A balloon rubbed against denim gains a

charge of −5.0 µC.
What is the electric force between the
balloon and the denim when the two are
separated by a distance of 3.0 cm? (Assume
that the charges are located at a
point.) The value of the Coulomb constant is
8.98755 × 109 N · m2
/C
2
.
Include direction of the force.

To calculate the electric force between two charged objects, we can use Coulomb's Law, which states that the magnitude of the electric force is directly proportional to the product of the two charges and inversely proportional to the square of the distance between them.

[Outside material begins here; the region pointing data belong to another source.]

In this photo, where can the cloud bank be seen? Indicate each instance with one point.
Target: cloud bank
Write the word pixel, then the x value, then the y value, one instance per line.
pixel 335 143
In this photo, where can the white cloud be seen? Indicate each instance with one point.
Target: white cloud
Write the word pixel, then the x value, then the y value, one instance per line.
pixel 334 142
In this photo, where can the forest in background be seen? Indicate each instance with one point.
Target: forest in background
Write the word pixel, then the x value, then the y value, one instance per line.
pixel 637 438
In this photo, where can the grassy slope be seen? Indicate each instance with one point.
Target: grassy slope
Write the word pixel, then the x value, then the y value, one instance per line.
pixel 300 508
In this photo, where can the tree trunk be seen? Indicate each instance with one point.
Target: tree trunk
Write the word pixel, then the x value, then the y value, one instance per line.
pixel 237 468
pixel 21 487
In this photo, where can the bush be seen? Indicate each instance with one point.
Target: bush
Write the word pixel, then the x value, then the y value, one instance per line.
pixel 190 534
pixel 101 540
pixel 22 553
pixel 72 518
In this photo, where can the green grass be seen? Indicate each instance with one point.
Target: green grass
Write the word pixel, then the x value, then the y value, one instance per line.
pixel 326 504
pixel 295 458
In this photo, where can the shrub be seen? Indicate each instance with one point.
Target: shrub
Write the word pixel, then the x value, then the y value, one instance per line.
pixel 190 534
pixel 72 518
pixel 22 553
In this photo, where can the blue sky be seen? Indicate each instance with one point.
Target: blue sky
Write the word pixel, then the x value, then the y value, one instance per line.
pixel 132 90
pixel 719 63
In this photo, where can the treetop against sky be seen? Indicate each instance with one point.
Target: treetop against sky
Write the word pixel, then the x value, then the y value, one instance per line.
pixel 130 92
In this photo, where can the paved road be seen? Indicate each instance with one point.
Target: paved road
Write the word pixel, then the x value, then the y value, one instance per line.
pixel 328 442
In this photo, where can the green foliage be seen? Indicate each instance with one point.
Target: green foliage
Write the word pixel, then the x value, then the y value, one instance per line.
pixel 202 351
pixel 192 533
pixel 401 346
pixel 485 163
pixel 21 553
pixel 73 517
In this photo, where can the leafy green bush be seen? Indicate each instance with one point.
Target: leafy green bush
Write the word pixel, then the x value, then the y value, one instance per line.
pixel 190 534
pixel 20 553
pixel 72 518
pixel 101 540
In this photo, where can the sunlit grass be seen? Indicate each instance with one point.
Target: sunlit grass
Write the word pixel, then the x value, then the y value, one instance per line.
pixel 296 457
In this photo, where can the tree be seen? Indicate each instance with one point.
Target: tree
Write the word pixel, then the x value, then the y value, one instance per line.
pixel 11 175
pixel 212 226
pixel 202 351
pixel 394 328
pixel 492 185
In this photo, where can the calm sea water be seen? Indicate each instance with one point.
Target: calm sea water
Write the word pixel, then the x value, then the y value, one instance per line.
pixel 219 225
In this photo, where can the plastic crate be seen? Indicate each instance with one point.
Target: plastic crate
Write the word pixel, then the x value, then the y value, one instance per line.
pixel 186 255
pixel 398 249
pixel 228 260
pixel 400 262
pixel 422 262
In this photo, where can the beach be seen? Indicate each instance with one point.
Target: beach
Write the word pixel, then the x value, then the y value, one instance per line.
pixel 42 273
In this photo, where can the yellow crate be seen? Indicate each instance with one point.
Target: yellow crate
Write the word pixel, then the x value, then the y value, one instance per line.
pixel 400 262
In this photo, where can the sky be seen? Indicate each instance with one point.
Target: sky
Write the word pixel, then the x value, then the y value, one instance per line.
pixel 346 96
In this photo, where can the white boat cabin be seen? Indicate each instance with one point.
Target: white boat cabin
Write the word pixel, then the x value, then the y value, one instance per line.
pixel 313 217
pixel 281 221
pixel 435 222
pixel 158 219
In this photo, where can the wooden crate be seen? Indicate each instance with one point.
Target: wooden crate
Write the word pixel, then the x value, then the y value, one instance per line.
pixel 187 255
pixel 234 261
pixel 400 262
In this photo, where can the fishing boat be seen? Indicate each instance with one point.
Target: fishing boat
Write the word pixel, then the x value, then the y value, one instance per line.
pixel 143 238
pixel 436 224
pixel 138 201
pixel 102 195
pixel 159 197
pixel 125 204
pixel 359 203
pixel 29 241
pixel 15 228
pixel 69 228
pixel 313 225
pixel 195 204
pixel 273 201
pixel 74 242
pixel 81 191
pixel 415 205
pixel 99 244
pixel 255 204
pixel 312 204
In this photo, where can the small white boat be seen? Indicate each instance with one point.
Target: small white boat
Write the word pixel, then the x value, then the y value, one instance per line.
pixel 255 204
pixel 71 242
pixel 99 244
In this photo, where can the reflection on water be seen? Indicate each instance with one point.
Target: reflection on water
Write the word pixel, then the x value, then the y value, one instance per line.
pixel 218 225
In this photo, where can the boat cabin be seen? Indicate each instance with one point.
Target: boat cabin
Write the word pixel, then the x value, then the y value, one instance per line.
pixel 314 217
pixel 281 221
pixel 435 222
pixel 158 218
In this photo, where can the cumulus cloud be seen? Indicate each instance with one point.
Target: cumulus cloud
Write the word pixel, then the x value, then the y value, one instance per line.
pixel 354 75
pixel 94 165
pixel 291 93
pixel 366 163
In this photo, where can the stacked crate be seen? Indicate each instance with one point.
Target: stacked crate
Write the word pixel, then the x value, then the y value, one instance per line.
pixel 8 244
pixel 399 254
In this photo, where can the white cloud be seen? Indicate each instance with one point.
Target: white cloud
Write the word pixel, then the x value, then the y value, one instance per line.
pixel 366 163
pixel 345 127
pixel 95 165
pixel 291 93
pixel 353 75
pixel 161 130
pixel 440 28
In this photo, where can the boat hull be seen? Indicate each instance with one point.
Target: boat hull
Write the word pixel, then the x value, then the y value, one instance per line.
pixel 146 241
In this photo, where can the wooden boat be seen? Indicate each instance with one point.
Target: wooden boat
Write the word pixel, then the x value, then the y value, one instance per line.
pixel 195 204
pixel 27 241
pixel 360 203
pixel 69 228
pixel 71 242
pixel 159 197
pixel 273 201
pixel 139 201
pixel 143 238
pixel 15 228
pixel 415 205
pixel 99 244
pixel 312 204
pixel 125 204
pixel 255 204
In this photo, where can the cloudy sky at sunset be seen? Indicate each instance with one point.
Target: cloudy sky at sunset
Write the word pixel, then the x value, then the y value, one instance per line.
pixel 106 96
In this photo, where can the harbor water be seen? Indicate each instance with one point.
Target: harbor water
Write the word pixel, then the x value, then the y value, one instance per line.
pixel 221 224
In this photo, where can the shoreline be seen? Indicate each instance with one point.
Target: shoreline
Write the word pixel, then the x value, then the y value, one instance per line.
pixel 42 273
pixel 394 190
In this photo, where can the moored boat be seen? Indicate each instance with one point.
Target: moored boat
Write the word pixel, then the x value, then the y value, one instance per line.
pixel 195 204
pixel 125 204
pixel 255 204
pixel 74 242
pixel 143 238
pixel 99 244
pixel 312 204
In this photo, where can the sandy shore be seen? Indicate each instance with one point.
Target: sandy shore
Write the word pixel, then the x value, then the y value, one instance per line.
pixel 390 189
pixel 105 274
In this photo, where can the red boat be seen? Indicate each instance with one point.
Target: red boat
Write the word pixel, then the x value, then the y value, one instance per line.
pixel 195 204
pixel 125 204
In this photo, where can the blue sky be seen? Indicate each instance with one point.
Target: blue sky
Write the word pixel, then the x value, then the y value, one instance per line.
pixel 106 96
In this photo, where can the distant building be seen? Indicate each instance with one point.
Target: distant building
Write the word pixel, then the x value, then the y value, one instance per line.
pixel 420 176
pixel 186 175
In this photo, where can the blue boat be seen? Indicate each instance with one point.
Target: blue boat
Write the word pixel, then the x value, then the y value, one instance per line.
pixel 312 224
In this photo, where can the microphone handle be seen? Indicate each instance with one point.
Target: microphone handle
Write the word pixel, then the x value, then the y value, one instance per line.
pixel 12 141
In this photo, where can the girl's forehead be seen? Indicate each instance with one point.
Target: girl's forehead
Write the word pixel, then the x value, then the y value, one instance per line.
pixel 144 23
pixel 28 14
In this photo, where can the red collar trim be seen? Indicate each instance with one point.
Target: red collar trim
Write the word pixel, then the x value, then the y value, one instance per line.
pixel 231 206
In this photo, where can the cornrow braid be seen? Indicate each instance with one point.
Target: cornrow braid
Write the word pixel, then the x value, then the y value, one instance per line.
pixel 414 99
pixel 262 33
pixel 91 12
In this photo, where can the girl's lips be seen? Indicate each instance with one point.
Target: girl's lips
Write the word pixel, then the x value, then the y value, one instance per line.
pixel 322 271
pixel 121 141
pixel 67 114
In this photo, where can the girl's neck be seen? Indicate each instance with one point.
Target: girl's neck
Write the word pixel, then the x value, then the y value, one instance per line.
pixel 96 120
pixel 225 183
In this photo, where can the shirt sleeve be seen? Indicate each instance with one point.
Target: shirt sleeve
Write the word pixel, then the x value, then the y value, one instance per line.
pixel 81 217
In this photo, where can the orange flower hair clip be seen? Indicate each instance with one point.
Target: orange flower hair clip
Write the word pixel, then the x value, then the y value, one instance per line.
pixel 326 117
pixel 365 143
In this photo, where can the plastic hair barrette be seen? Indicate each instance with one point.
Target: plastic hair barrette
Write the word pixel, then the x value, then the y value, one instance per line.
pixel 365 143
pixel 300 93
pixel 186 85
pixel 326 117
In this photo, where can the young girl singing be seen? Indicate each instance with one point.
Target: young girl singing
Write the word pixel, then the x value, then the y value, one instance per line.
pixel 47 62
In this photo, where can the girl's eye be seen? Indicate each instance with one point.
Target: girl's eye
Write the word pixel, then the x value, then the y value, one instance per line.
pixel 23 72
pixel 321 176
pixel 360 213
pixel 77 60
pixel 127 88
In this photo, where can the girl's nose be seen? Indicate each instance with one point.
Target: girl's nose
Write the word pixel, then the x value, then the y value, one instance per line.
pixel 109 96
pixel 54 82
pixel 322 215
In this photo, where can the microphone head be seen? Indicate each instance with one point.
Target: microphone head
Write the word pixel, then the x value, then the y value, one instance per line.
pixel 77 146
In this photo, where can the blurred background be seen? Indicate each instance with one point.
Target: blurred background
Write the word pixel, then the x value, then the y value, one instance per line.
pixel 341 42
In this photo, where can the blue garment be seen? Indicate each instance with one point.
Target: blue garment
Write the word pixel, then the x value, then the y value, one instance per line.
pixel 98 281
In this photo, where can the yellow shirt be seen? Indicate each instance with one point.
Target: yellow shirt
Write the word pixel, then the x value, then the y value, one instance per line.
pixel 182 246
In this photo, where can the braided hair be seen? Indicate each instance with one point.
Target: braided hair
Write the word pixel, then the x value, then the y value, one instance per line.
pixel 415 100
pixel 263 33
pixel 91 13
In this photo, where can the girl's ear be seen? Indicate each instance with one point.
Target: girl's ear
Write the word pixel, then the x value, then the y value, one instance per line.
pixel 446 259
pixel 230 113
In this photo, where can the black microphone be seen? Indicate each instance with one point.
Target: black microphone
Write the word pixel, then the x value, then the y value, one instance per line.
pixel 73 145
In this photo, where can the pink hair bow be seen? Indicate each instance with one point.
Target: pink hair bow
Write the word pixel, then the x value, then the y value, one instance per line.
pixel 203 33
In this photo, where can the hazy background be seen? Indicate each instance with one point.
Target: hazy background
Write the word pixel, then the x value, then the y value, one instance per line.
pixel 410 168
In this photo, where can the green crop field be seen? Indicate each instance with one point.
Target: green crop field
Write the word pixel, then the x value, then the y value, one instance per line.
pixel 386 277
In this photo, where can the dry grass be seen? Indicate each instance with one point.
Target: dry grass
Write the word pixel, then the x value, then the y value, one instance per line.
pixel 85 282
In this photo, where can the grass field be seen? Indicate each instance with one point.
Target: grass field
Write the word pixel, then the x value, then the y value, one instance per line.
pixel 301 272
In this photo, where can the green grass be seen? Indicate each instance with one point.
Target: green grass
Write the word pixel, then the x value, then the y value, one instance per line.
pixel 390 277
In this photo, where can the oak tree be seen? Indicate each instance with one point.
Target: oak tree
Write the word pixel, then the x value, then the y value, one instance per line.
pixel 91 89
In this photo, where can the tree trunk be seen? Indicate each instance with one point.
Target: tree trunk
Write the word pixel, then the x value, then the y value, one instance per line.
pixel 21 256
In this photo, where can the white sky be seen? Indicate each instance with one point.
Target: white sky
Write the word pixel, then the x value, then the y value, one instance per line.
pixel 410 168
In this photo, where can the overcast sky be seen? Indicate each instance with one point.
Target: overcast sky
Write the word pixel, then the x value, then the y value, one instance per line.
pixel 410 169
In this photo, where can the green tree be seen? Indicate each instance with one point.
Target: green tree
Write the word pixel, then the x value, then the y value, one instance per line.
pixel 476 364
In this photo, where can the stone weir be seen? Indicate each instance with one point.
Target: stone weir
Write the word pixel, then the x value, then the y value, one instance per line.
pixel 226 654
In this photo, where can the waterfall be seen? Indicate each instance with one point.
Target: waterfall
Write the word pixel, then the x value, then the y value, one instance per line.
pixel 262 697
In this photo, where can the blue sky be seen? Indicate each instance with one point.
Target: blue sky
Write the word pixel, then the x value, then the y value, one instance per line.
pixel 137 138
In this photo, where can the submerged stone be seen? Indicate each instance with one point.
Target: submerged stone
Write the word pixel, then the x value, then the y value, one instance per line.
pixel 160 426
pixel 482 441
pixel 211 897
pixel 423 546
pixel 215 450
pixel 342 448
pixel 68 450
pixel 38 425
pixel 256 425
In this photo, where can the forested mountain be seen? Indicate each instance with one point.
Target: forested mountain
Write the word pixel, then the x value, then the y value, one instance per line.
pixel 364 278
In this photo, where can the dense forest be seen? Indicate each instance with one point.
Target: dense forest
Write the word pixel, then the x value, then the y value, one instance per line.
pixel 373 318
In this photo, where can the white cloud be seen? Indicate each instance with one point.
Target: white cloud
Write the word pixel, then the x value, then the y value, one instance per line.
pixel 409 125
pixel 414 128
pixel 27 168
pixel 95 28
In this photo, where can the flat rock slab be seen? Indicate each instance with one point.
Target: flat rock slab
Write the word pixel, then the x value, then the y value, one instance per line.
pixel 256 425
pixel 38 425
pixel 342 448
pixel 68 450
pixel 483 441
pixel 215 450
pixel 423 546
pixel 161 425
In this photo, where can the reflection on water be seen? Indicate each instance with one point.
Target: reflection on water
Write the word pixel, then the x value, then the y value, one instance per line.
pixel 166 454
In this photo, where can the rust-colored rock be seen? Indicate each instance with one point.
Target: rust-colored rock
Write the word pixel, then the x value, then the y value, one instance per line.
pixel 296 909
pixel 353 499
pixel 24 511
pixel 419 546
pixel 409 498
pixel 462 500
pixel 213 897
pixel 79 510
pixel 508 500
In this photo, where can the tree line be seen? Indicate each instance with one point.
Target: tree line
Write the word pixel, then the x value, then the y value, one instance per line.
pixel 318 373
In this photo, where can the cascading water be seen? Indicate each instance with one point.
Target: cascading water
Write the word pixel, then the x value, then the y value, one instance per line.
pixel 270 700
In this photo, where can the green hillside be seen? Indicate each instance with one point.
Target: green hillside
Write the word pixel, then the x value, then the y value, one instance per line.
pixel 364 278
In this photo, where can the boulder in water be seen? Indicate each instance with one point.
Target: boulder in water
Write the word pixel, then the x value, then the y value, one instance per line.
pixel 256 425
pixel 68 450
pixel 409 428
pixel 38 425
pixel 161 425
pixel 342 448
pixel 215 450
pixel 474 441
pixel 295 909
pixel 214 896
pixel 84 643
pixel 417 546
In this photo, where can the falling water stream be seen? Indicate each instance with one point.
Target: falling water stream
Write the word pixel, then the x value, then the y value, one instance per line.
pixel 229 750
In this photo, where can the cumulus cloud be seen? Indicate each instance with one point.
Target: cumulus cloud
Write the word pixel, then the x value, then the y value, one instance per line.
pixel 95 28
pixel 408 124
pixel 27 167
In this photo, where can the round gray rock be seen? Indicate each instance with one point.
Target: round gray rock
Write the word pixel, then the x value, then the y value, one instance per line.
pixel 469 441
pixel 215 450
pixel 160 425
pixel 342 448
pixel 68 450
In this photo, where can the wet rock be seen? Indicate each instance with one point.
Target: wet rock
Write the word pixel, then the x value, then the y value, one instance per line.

The formula for Coulomb's Law is:

F = (k * |q1 * q2|) / r^2

Where:
- F is the electric force between the objects,
- k is the Coulomb constant (k = 8.98755 × 10^9 N · m^2 / C^2),
- q1 and q2 are the charges of the objects (in this case, the balloon and denim),
- r is the distance between the charges.

Given:
- The charge of the balloon is -5.0 µC (or -5.0 × 10^-6 C),
- The charge of the denim is assumed to be 0 C (since it was not specified),
- The distance between the balloon and the denim is 3.0 cm (or 0.03 m),
- The Coulomb constant (k) is 8.98755 × 10^9 N · m^2 / C^2.

First, we need to convert the charge of the balloon to coulombs:

q1 = -5.0 × 10^-6 C

Now we can plug in the values into the Coulomb's Law equation:

F = (8.98755 × 10^9 N · m^2 / C^2 * |(-5.0 × 10^-6 C) * 0 C|) / (0.03 m)^2

Simplifying further:

F = (8.98755 × 10^9 N · m^2 / C^2 * 5.0 × 10^-6 C) / (0.03 m)^2

F = 1.49792 × 10^-2 N

The electric force between the balloon and the denim is approximately 0.0149 N.

As for the direction of the force, it depends on the sign of the charges. Since the balloon is negatively charged and the denim assumed to be neutral (zero charge), the electric force would be attractive, pulling the balloon towards the denim.

You should have payed attention in class.